Çünkü ilk aşk, ilk kez kalbinin senden bağımsız hareket etmeye başladığı zamandır. Kalbine söz geçiremediğini ilk kez fark edersin. Çünkü ilk aşk sana fedakarlık yapmanın gerçek anlamını öğretir. Biri için neler yapabileceğine sen bile şaşırır kalırsın. İlk aşk geçici bir delilik halidir. Çünkü ilk kez aşık olduğunda kendini de yeniden tanımaya başlarsın. Aslında içindeki gerçek senle tanışırsın.
Çünkü ilk aşk hatıra biriktirmektir, onun dokunduğu şeyleri saklamak, onunla zaman geçirdiğin yerlere farklı anlamlar yüklemektir. Ve bu anlamlar içinde kendine hayali bir dünya kurmaktır. Çünkü ilk aşk gözlerin aslında ne kadar çok şey anlatabileceğini keşfettiğin andır
Konuşmadan da anlaşabildiğinizi hissetmektir.
Çünkü ilk aşk onun ismini her yere yazmak istediğin, onun dışında hiçbir şey düşünmek istemediğin, düşünemediğin zamandır.
Dünyadaki diğer her şey anlamını yitirmiştir.Çünkü ilk aşk birinin en ufak hareketlerine ne kadar çok anlam yüklenebildiğini farketmektir
Çünkü ilk aşk, unutulmayan ilk hediyedir. İlk aşık olduğun insana verdiğin ilk hediyeyi hiçbir zaman unutmazsın. Çünkü ilk aşk, ilk "seni seviyorum"dur.İki kelimeye bu kadar anlam sığabileceği aklına gelmezdi değil mi?

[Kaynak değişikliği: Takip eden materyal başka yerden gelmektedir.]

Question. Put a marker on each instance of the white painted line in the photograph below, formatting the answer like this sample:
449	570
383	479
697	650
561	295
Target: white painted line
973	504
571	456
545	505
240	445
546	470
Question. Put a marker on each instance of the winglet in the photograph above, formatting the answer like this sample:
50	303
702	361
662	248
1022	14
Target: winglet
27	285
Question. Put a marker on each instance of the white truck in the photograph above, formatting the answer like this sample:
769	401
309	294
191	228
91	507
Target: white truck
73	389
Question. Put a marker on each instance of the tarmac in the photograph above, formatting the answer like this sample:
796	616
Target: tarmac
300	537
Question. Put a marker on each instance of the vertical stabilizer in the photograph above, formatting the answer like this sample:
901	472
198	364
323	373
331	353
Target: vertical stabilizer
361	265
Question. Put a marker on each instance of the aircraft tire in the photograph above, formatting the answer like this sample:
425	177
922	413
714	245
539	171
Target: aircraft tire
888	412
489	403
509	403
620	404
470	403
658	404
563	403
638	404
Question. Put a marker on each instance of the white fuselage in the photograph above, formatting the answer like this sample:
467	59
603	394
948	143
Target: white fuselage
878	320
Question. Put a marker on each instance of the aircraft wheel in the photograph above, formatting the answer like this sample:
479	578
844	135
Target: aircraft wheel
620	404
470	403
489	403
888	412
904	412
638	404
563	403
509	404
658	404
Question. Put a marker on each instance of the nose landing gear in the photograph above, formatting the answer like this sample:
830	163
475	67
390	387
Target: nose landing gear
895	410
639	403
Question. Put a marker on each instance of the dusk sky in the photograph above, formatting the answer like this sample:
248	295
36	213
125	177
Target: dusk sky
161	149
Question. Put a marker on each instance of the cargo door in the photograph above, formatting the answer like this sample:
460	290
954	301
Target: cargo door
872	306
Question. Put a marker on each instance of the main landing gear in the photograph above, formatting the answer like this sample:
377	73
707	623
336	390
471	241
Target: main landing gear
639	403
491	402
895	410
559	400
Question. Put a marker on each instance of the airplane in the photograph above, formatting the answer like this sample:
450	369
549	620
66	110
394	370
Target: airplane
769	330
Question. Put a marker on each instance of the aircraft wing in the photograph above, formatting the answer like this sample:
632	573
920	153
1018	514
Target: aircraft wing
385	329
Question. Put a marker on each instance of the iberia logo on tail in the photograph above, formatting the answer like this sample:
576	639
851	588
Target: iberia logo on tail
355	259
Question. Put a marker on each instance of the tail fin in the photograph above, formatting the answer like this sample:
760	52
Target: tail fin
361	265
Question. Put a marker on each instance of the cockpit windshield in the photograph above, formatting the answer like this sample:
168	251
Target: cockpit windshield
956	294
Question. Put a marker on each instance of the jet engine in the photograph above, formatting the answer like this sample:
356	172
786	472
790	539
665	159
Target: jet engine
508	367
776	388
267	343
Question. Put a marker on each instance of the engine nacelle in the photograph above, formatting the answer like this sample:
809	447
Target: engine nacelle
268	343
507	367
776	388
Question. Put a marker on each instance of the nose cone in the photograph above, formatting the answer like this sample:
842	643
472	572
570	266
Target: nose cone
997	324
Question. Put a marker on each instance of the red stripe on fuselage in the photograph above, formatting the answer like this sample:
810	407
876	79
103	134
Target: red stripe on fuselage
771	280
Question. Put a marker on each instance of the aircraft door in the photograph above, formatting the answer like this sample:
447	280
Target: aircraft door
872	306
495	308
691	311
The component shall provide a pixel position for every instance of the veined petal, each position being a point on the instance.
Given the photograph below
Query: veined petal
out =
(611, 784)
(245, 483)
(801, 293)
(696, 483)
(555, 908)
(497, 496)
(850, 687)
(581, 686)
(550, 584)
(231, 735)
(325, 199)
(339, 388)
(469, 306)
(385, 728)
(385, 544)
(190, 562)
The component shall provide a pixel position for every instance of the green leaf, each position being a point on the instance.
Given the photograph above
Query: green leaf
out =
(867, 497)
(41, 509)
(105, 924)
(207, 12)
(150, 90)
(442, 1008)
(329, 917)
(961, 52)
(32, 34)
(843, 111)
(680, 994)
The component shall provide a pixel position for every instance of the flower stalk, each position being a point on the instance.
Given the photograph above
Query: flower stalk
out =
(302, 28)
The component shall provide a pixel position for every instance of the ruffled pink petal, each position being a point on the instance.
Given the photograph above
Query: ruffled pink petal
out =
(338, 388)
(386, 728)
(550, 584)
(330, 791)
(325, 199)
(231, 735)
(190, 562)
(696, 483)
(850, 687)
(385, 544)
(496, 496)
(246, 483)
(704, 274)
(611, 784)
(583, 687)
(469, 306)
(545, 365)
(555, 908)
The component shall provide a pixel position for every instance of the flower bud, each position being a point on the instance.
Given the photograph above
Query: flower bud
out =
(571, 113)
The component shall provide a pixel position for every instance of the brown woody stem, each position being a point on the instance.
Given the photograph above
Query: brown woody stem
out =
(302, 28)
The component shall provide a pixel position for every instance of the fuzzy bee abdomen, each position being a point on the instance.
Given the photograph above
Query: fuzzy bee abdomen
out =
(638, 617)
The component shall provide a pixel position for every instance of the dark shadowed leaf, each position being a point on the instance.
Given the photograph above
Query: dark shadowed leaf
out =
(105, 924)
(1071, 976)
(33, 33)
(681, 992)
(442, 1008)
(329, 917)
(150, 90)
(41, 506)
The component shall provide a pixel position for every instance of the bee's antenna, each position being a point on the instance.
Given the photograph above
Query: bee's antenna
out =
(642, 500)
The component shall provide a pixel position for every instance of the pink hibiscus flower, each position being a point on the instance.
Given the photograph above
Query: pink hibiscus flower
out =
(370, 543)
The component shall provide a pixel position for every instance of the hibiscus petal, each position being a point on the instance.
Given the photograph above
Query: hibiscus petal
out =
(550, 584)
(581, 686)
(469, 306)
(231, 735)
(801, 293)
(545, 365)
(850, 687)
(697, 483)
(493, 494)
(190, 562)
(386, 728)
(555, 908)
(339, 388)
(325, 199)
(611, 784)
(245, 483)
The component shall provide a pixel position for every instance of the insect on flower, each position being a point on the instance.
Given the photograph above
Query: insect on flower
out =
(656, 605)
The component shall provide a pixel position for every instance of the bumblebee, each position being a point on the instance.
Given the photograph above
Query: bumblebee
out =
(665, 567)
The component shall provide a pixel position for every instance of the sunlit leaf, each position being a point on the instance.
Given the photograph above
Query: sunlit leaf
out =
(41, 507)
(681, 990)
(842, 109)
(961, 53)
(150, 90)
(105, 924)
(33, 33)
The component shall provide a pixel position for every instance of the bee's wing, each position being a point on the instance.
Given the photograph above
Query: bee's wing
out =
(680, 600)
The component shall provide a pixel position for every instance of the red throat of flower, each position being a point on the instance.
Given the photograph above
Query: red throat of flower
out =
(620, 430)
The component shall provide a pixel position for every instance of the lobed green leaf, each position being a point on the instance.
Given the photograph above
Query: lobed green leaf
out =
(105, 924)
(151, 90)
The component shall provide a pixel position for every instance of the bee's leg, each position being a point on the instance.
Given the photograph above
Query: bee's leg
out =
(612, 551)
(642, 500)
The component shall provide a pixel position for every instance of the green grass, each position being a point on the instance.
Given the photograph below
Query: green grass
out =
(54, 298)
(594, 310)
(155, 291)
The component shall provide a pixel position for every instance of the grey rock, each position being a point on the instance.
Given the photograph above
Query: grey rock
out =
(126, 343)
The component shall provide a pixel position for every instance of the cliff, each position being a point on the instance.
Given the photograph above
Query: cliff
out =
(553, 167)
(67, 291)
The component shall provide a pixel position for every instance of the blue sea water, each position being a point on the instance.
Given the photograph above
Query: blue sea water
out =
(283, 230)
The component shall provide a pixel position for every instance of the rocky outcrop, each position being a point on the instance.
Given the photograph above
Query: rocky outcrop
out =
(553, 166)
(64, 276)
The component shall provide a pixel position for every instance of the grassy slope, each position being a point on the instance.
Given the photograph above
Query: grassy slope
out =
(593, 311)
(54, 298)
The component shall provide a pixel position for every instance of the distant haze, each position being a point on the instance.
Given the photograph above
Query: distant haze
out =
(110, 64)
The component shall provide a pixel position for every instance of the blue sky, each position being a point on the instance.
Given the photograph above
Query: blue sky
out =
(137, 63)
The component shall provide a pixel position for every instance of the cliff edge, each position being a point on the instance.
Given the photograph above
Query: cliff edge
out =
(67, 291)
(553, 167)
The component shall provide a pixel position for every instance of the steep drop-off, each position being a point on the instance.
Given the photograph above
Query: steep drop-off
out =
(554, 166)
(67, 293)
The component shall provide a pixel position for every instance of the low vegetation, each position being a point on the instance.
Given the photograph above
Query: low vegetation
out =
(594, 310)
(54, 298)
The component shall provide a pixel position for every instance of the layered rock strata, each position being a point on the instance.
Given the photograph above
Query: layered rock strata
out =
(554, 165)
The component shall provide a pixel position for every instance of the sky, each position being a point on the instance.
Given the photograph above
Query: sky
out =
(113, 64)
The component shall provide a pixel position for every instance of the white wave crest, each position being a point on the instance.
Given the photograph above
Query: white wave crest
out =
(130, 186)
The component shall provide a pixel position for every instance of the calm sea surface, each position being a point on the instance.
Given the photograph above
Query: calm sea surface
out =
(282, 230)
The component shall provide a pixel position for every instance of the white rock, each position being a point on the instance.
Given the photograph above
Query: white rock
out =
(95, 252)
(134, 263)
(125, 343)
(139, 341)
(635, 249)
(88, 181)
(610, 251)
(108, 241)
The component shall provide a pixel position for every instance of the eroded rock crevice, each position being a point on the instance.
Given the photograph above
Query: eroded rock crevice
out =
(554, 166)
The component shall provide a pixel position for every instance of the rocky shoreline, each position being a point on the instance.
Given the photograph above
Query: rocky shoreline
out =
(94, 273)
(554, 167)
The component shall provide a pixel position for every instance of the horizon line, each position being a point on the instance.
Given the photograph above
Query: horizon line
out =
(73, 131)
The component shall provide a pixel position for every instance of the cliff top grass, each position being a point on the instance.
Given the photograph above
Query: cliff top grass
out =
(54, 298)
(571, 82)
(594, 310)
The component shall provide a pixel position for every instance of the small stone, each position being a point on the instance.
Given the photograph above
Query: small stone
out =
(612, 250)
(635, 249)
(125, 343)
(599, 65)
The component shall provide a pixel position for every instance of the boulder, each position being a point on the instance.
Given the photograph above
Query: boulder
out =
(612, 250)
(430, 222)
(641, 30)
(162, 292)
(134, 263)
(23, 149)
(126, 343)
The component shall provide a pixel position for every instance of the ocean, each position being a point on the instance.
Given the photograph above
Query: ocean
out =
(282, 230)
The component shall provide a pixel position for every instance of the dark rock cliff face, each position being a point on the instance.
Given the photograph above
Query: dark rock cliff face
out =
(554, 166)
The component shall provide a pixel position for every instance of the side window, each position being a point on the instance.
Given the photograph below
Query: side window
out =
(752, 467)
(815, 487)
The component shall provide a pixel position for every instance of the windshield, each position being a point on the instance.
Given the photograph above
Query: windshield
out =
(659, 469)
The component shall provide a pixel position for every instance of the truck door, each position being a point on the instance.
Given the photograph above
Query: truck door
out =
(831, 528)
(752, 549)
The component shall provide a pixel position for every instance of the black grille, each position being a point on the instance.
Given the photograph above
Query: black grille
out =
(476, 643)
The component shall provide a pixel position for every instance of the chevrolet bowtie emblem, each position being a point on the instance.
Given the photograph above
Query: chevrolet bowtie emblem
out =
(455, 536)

Erich fromm şunu savunur; "Sevgi kusurları yok etmez, onları da kabul eder. Bir insanı hiçbir sebep yokken yüreğinizde sıcacık hissediyorsanız, işte bu gerçek sevgidir."
Ellerimiz birbirine kenetli bir şekilde yürüyorduk. Dersler bittiğinde Gökay'a geç geleceğimi haber verip Behram'ın yanına gittim. Şimdi ise nereye gittiğimizi bilmeden ilerliyorduk.
"Nereye gidiyoruz?" Kafasını kaldırıp bana baktı. "Nereye gitmek istersin?" Omuz silkip düşmekte olan çantamı düzelttim. "Aklın da bir yer varsa gidebiliriz. Sana ayak uydururum." Gülümseyip burnumu sıktı ve mırıldandı. "Bundan korkuyordum zaten." Elimi bırakıp önümde eğildi. "Emrinize amadeyim leydim. Lütfen bir yer söyleyin ve oraya gidelim." Kıkırdadıktan sonra elinden tutup kendime çektim. Yanağına bir öpücük kondurduktan sonra telefonumu çıkarıp Gökay'ı aradım.
"Ne var?"
"Neredesin?" Karşı taraftan ses gelmeyince öksürdüm.
"Dışarıdayım ne oldu aşkım?" Gülümsedim.
"Bebeğim eve geç gel olur mu?"
"Lan eve erkek mi atacaksın sen yine? Kapat şimdi Behram'ı arıyorum."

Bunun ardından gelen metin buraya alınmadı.